De su presencia en alguna colectiva en torno al op art o en torno al propio
Arte Madi; y en otra de la citada Denise René sobre el arte construido
y cinético latinoamericano; y en una muestra de nuestros amigos paulistas
de DAN Galeria, de título bien significativo, Arte concreta e neo-concreta,
da construçâo a desconstruçâo; y en varias ediciones
del veterano Salon des Réalités Nouvelles de París, en
el que en su día expusieron Jacinto Salvadó y Eusebio Sempere.
En la monografía en cuestión, encuentro un breve pero enjundioso
ensayo introductorio de Leonel Kaz., que en una frase elíptica define
la personalidad cordial del artista: “consigue al mismo tiempo producir
obras y producir amigos”. También figuran otros textos, en plan
antología crítica. Textos de, entre otros, Paulo Klein, Walmir
Ayala o el llorado Roberto Pontual. También hay uno de un colega y amigo
del artista, Gonçalo Ivo, pintor carioca afincado en la capital francesa,
y con quien estoy en contacto –así con su padre, el gran poeta
Lêdo Ivo- gracias precisamente al mismo fotógrafo –el paulista
Sergio Guerini- que el año pasado nos llevó a casa de los Galvâo.

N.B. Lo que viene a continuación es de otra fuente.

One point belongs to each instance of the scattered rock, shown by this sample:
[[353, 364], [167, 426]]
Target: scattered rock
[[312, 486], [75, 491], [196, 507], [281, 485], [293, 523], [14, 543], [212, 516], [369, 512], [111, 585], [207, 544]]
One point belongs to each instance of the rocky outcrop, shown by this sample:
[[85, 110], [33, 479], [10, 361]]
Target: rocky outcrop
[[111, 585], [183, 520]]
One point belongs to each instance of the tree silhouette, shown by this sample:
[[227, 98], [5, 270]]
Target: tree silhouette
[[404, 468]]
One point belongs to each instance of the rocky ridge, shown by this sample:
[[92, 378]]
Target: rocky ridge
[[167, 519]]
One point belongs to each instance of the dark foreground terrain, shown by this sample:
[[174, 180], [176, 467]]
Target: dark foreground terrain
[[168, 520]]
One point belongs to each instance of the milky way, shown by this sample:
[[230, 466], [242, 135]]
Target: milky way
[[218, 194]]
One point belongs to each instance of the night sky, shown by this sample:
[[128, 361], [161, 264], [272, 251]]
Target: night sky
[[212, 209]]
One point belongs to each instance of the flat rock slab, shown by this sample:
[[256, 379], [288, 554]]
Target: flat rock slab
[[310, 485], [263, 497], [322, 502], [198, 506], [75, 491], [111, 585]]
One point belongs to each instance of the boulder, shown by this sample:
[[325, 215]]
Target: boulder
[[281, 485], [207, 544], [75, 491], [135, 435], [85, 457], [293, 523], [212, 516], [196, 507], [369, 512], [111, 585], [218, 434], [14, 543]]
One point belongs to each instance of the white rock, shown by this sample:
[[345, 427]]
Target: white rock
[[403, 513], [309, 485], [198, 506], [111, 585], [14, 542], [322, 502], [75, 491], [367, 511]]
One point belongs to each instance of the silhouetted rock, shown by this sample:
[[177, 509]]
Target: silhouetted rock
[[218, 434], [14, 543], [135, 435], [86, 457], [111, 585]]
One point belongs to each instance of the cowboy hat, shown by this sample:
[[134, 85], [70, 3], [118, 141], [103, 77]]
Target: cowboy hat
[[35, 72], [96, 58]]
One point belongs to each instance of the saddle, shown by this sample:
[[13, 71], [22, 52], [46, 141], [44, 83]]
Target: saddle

En una fotografía de 1981, veo a Galvâo, en Buenos Aires, en compañía
de otro amigo común, el sutil pintor Alejandro Puente. En otra, comparece
con otro artista brasileño, Abraham Palatnik, autor de singulares máquinas.
Y así sucesivamente: lugar de Galvâo en la galaxia de los geómetras,
brasileños y no-brasileños. Invirtiendo un lugar común
sobre nuestro vecino Portugal, diremos: Brasil, tan lejos y tan cerca.